You will feel your breathe move more into your chest as the belly remains still.  Breathing naturally and maintaining the awareness of the lower belly bracing on your next inhale extend opposite arm to leg out along the floor. As you exhale return to the starting position, arms by your sides, knees bent. Then inhale to switch sides. Continue to go side to side with the breath for about 1 minute.

As you do this movement avoid letting the hips rock or the lower back overarch or flatten. The arms and legs are moving but the torso, lower back and pelvis remain still throughout.

To make this movement more challenging, you can explore hovering the heel away from the floor.

Supine opposite arm to leg extension pose

 

Toe Taps

For toe taps start by lying on your back, bringing your knees up over your hips, shins parallel to the floor and the feet flexed, as if you were sitting in a chair.

Avoid allowing your lower back to hyper-arch away from the floor but also do not flatten your lower back down – try to find a neutral curve in your lower back. At the same time, bring your hands to the skin to the inside of your hip points. Feel for narrowing the frontal hip points and drawing the lower belly in and up. Both these actions will ensure that the transverse abdominals and the multifidi are switching on.

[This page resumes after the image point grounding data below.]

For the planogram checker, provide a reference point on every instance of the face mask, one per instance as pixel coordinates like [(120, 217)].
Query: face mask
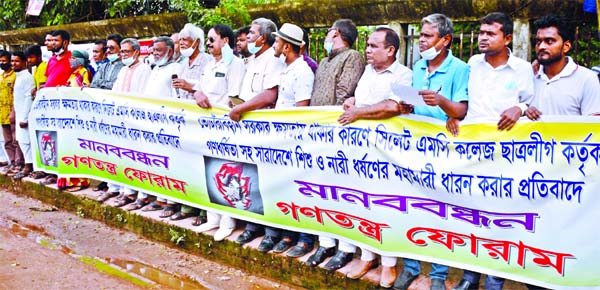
[(227, 54), (187, 52), (128, 61), (73, 63), (112, 57), (161, 61), (328, 45), (252, 48)]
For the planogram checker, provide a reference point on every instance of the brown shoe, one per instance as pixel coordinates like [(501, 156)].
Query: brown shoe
[(388, 276), (106, 195), (362, 268)]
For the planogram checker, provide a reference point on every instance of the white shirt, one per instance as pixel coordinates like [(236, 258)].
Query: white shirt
[(296, 84), (574, 91), (133, 79), (221, 80), (23, 99), (159, 82), (493, 90), (374, 87), (262, 73)]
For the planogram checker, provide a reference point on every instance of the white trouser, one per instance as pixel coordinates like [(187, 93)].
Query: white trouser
[(224, 221), (386, 261)]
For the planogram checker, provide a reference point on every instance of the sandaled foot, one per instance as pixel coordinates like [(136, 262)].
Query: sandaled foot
[(198, 220), (169, 211), (123, 200)]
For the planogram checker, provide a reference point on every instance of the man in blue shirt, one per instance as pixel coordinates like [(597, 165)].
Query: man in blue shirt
[(443, 81)]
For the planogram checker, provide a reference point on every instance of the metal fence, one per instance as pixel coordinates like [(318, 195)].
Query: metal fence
[(585, 49)]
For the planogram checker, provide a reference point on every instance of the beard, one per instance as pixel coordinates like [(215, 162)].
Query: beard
[(550, 60)]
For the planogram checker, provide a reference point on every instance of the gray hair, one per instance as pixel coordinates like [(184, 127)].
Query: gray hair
[(167, 41), (134, 43), (267, 27), (193, 31), (441, 21)]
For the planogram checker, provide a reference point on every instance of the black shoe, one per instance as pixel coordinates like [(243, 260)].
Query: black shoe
[(267, 243), (340, 259), (247, 236), (283, 245), (320, 256), (300, 250), (437, 284), (466, 285), (404, 280)]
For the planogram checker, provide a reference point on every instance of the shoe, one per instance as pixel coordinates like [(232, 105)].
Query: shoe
[(206, 227), (437, 284), (102, 186), (248, 236), (466, 285), (267, 243), (283, 245), (106, 195), (362, 268), (339, 260), (300, 250), (388, 276), (223, 233), (320, 256), (404, 280)]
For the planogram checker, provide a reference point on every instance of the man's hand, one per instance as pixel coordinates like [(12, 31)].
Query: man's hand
[(404, 108), (202, 100), (533, 113), (349, 103), (452, 125), (182, 84), (349, 116), (431, 98), (235, 114), (509, 118)]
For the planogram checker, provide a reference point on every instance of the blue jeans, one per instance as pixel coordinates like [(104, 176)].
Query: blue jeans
[(491, 282), (437, 271)]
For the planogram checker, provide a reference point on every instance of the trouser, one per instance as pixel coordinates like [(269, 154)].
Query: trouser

Inhale, and as you exhale lower your right foot towards the floor, tapping the toes whilst keeping the knee bent and minimising any movment in the lower back or hips. On an inhale return to the starting position. Continue going side-to-side for about 1 minute.

If this proves difficult to control and your lower back is starting to over-arch or your abdominals start to bulge out, explore not lowering the legs as far, maybe hovering the foot a few inches from the floor as you lower.

Alternatively if this becomes easy and you want more challenge try straightening out the leg that you lower, floating the leg 1-2 inches off the floor, all the while keeping your lower back, hips and torso still and steady.

 

Toe Taps

 

 

Bird-dog

Start in an all-fours position. Knees hip-width apart and hands under your shoulders with the fingers spread and knuckles rooting into the mat. Gently draw the shoulder blades down the back away from your ears.

Feel for bringing your spine into a neutral position (use a mirror if needed) with its natural, neutral curves intact. Become aware of a long line of energy from the crown of your head out to your tailbone.

To engage the the lower abdominal muscles imagine you are narrowing your waist as if to tie up a belt a couple of extra notches, and at the same time zipper the lower belly from the pubic bone up to the naval. Maintain this abdominal bracing as you continue to breathe steadily in and out through your nose.

Keeping your lower back long in neutral (don’t allow it to overarch), on an inhale slide your right leg back behind you. Lift the leg only as far as you can whilst maintaining length in your lower back and keeping your hips square to the floor.

For more challenge you can reach the opposite arm forwards, spinning the palm to face inwards (like you’re going to shake someone’s hand) keeping the shoulders away from the ears.

Hold for 5 breaths. As you next exhale lower the right leg (and arm if lifted) back to the starting position. Inhale to switch sides. You can also vary this work by moving more fluidly with the breath, going side-to-side for about 1 minute.